Par ailleurs, les gendarmes se sont rendus à plusieurs reprises au domicile des Jubillar dans les heures qui ont suivi l'annonce de la disparition: notamment une première fois moins d’une heure après l’appel du mari. Or les gendarmes ne dressent à ce moment là aucun procès verbal de constatation, affirme la défense. Ce n'est qu'ensuite, lorsqu'ils reviennent à la mi journée pour faire des constatations, qu’ils notent l’emplacement de la voiture dans la descente. "Comment affirmer qu'elle n'a pas été changée de place dans l’intervalle?", s’interrogent ses avocats.

Un autre élément remet en cause cette version, selon la défense de Cédric Jubillar: dans cette voiture se trouvaient plusieurs sièges bébé et des coffres remplis d’affaires. Ils se demandent donc comment l'ex-époux de Delphine aurait pu cacher son corps dans un véhicule si rempli.

· Une couette retrouvée dans la machine à laver

Un autre point d'interrogation concerne la machine à laver du couple. Lorsque les gendarmes se rendent pour la deuxième fois au domicile de Cagnac, ils constatent qu'une couette s'y trouve. Cédric Jubillar explique aux enquêteurs avoir voulu laver cette couette qui se trouvait sur le canapé car l’un des chiens avait uriné dessus.

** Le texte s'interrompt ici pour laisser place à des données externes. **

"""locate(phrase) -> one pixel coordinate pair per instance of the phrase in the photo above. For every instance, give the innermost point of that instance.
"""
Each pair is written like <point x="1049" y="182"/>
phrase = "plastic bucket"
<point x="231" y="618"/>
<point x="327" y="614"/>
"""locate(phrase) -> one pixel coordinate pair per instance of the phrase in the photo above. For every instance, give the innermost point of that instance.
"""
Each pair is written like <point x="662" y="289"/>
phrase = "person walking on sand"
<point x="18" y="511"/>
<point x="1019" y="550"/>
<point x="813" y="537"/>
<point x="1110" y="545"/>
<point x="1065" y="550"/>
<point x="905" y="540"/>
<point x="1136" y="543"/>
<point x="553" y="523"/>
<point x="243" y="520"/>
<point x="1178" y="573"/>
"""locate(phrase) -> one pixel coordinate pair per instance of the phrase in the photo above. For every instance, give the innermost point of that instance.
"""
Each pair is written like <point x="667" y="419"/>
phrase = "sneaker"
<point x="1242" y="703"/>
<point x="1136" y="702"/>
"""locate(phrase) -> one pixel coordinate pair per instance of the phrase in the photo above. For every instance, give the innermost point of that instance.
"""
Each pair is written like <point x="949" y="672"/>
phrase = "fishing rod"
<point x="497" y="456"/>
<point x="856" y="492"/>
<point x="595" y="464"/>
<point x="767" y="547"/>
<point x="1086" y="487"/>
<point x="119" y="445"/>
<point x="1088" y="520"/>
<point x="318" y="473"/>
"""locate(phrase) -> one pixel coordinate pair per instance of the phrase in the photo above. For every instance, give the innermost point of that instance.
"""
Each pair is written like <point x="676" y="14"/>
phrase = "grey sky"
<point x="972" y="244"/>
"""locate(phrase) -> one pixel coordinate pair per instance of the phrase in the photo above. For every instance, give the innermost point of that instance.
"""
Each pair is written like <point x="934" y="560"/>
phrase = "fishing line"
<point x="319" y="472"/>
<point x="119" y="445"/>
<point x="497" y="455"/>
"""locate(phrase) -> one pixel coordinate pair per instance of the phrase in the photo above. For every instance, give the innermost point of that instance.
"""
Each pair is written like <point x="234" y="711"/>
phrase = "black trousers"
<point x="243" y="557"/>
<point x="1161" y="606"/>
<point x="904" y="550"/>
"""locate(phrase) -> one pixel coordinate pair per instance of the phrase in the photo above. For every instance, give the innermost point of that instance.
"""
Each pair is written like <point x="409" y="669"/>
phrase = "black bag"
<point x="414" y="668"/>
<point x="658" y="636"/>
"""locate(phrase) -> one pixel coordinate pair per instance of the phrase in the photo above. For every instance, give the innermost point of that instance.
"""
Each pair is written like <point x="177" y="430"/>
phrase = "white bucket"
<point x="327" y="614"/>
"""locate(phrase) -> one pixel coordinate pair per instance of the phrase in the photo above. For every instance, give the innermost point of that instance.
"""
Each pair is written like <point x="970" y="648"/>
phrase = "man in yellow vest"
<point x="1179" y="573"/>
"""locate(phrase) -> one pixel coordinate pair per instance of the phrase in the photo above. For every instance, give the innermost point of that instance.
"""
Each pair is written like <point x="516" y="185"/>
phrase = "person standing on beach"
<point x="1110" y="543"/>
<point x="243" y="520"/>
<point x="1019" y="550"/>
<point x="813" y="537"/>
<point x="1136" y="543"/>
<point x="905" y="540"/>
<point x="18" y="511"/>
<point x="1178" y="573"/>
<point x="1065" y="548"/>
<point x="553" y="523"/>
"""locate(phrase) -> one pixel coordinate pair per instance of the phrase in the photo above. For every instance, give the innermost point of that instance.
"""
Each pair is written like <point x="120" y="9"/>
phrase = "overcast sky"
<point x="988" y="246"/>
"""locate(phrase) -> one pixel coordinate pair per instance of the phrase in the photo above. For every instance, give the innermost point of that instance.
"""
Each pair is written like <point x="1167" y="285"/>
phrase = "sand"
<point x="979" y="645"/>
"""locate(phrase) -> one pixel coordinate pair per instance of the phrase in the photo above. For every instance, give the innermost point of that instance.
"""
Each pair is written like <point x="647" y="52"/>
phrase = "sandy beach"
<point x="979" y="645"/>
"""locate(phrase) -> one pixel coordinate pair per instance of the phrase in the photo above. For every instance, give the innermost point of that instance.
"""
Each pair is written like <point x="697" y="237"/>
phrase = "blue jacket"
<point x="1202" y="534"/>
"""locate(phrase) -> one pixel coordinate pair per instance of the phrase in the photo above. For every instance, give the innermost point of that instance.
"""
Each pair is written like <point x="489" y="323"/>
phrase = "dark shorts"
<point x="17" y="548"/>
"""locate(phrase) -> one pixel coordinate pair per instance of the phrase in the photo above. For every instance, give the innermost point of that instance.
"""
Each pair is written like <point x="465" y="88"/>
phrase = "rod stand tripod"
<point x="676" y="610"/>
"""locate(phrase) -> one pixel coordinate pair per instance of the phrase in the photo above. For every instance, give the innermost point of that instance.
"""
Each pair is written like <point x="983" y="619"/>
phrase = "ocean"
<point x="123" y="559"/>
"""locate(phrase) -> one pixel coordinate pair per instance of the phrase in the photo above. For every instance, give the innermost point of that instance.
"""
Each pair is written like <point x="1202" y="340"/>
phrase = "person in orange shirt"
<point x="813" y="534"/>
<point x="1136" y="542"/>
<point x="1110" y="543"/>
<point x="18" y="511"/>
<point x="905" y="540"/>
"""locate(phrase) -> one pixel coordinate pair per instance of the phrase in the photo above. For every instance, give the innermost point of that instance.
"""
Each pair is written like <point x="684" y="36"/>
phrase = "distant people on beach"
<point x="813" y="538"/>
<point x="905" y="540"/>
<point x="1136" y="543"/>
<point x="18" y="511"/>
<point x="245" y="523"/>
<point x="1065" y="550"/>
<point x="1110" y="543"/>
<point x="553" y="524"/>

Selon les éléments relevés par le procureur, le suspect téléphone aux gendarmes et à leur arrivée, ces derniers le surprennent en train de laver la couette. Une version jugée "incohérente" et "invraisemblable" pour les avocats du suspect, car Cédric Jubillar ne semblait pas avoir caché aux gendarmes l’existence de cette couette.

· Des cris entendus dans le voisinnage

Deux voisines - une mère et sa fille - disent avoir entendu des cris stridents vers 23 heures. Mais la défense de Cédric Jubillar note que cela ne correspond pas. Selon eux, plusieurs éléments montrent qu'à ce moment-là, Delphine Jubillar regardait l'émission la France a un incroyable talent.

Par ailleurs, la maison de ces deux femmes se trouve à 154 mètres de la maison du couple. Ils se demandent donc comment celles-ci pu entendre ces cris, alors que le voisin le plus proche des Jubillar - qui habite dans le même lotissement, à 5/10 mètres de chez eux - n’a lui rien entendu. Or, rappellent-ils, ce voisin a un rituel: à 23h45 après le journal d’une chaîne d’information, il sort fumer une cigarette à l’extérieur. Celui-ci est formel: ce soir-là, il n’a rien entendu, a-t-on appris de source proche du dossier.

· Leur fils témoin d'une dispute?

Le fils du couple âgé de 6 ans a été entendu deux fois par les enquêteurs: une première fois le 16 décembre, au lendemain de la disparition de sa mère. Le garçonnet n’a alors pas vu son père depuis la veille au soir, et il n’est donc pas entré en contact avec lui. À ce moment là, l'enfant ne parle pas de dispute aux enquêteurs et déclare n’avoir rien entendu de particulier, selon cette même source. Il décrit même une ambiance chaleureuse au sein du foyer, et évoque "un câlin à trois".

En revanche plusieurs semaines plus tard, le jeune garçon affirme que ses parents ont prononcé des "phrases". Selon le procureur de la République, l'enfant a évoqué une dispute parentale. Une version contredite par la défense de Cédric Jubillard, pour qui "il ne s’agit ni d’une bagarre ni d’une dispute". 

Après la mise en examen de Cédric Jubillar, le procureur de la République de Toulouse Dominique Alzeari avait indiqué que la "disparition criminelle (était) privilégiée" dans ce dossier avec une "présomption d'homicide". Le magistrat avait insisté que le couple se trouvait dans un "contexte de séparation très conflictuel".